Dephosphorylated-uncarboxylated Matrix Gla protein concentration is predictive of vitamin K status and is correlated with vascular calcification in a cohort of hemodialysis patients
1 Nephrology-Dialysis-Transplantation, University of Liège, CHU Sart Tilman, Liège, Belgium
2 Nephrology-Dialysis, Centre Hospitalier Régional "La Citadelle", Liège, Belgium
3 Nephrology-Dialysis, Centre Hospitalier "Bois de l’Abbaye", Seraing, Belgium
4 Radiology, Centre Hospitalier "La Citadelle", Liège, Belgium
5 Interdisciplinary Research Center, University of Leuven, Kulak, Kortrijk, Belgium
6 Clinical Chemistry, University of Liège, CHU Sart Tilman, Liège, Belgium
BMC Nephrology 2014, 15:145 doi:10.1186/1471-2369-15-145Published: 4 September 2014
Matrix Gla protein (MGP) is known to act as a potent local inhibitor of vascular calcifications. However, in order to be active, MGP must be phosphorylated and carboxylated, with this last process being dependent on vitamin K. The present study focused on the inactive form of MGP (dephosphorylated and uncarboxylated: dp-ucMGP) in a population of hemodialyzed (HD) patients. Results found in subjects being treated or not with vitamin K antagonist (VKA) were compared and the relationship between dp-ucMGP levels and the vascular calcification score were assessed.
One hundred sixty prevalent HD patients were enrolled into this observational cohort study, including 23 who were receiving VKA treatment. The calcification score was determined (using the Kauppila method) and dp-ucMGP levels were measured using the automated iSYS method.
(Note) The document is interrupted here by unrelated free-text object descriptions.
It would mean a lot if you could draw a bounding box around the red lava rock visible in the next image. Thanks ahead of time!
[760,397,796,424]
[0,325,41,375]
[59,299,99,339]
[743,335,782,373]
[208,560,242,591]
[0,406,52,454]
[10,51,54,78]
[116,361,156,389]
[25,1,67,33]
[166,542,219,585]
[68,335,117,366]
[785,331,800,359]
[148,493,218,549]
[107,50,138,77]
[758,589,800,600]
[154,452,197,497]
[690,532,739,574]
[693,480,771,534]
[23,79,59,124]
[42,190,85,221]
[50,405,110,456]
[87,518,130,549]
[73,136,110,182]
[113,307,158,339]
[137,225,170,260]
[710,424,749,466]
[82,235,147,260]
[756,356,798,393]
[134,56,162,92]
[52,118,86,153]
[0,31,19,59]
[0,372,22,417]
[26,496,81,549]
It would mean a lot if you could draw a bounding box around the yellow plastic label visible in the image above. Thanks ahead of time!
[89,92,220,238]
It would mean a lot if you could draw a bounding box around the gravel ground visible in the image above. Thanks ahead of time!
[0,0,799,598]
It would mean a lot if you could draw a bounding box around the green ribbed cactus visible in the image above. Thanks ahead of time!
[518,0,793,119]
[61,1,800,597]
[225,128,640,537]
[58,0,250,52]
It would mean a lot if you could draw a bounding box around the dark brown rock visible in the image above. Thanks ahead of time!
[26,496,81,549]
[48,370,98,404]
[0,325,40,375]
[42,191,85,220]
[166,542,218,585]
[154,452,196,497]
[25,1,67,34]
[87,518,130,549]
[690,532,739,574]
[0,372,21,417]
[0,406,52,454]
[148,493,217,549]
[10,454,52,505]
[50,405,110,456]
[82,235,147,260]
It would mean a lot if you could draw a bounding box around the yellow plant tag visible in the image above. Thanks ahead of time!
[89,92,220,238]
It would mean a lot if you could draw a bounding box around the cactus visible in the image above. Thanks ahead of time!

dp-ucMGP levels were much higher in patients being treated with VKA and little overlap was found with those not being treated (5604 [3758; 7836] vs. 1939 [1419; 2841] pmol/L, p <0.0001). In multivariate analysis, treatment with VKA was the most important variable explaining variation in dp-ucMGP levels even when adjusting for all other significant variables. In the 137 untreated patients, dp-ucMGP levels were significantly (p < 0.05) associated both in the uni- and multivariate analysis with age, body mass index, plasma levels of albumin, C-reactive protein, and FGF-23, and the vascular calcification score.
We confirmed that the concentration of dp-ucMGP was higher in HD patients being treated with VKA. We observed a significant correlation between dp-ucMGP concentration and the calcification score. Our data support the theoretical role of MGP in the development of vascular calcifications. We confirmed the potential role of the inactive form of MGP in assessing the vitamin K status of the HD patients.